In our club I meet with groups of gymnasts and their coaches where we chat about how to stay safe and happy in the gym and who to report their concerns to.  Our coaching staff also receives safeguarding training and can often resolve issues on their own. 
Some concerns are escalated to myself to investigate, report and resolve and with the advice and support of the club management as well as Scottish Gymnastics, who are always on hand to help and advise.
 
What’s the best thing about your role?
During my time volunteering with the club I’ve watched it grow from around 50 gymnasts to over 300. The club has also moved to its own facility, so much of our fundraising has been dedicated to improving the building and purchasing new gymnastics equipment. This can’t be done without volunteers.  I’ve helped out at discos, fetes, bag packing, bucket shakes etc. 
 
What do you get out of it personally?
The role has also helped me develop new skills and knowledge whilst volunteering which are transferrable to my role in my working life as a medical staffing officer.  And also my skills at work can be brought into the role of Safeguarding Officer. 
 
What would you say to encourage others to volunteer?
I encourage everyone to get involved in volunteering, even if you can spare half an hour in a competition day to serve teas and coffees, or sell raffle tickets.  Your club appreciates so much and they can’t function without you. You’re also being a positive role model for your kids, your gymnasts, and you never know you might just inspire them to become coaches and volunteers for the future.
 

Suzy, safeguarding officer from Dynamic Gymnastics Academy:

How long have you been volunteering?
Since 2012 and safeguarding officer since July 2013.
 
Why did you start volunteering for our club?

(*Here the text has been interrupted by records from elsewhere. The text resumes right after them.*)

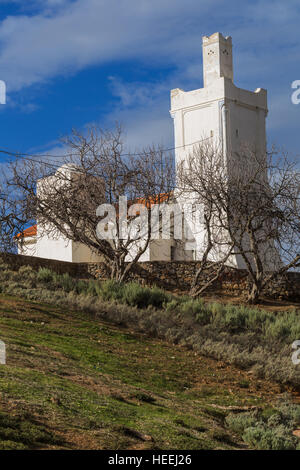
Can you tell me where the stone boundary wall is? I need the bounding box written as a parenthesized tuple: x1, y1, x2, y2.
(0, 252, 80, 277)
(84, 261, 300, 301)
(1, 253, 300, 301)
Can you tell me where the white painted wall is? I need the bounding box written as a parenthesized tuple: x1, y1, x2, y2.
(35, 225, 73, 261)
(17, 237, 36, 257)
(18, 231, 103, 263)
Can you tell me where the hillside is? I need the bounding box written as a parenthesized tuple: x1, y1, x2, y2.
(0, 294, 298, 450)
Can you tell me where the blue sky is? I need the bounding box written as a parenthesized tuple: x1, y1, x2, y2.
(0, 0, 299, 160)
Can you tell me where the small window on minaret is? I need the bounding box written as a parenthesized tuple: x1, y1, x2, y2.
(236, 129, 239, 138)
(210, 130, 214, 137)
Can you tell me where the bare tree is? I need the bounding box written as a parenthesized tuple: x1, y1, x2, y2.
(178, 141, 300, 303)
(187, 204, 235, 297)
(9, 124, 175, 282)
(0, 177, 30, 253)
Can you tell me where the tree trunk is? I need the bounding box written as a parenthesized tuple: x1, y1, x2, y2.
(190, 264, 224, 298)
(110, 258, 125, 283)
(247, 282, 261, 304)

The club needed help and I wanted to give back to the club for all their efforts with my two daughters.
 
What does your role involve?
It involves ensuring that every member of the club be it gymnasts, parents, volunteers and coaches know that whatever issues they have they know they can come to the Safeguarding Officer for help and advice.  Ensuring that all members are know that they are training and working in a safe environment.  Keeping an eye out for any potential issues.
 
What’s the best thing about your role?
Being in contact with gymnasts, parents, volunteers and coaches.  Being part of the club which has a high impact on the community.
 
What do you get out of it personally?
Satisfaction of watching the club grow and being part of the process of ensuring that everyone is in a safe environment. Seeing the progress of the gymnasts throughout the years achieving their goals time after time.
 
What would you say to encourage others to volunteer?
The club is constantly looking for volunteers and being a volunteer takes some of the pressure from the coaches and allows them concentrate on coaching the gymnasts.  You get satisfaction from helping and seeing how far the gymnasts and club get in their love of the sport.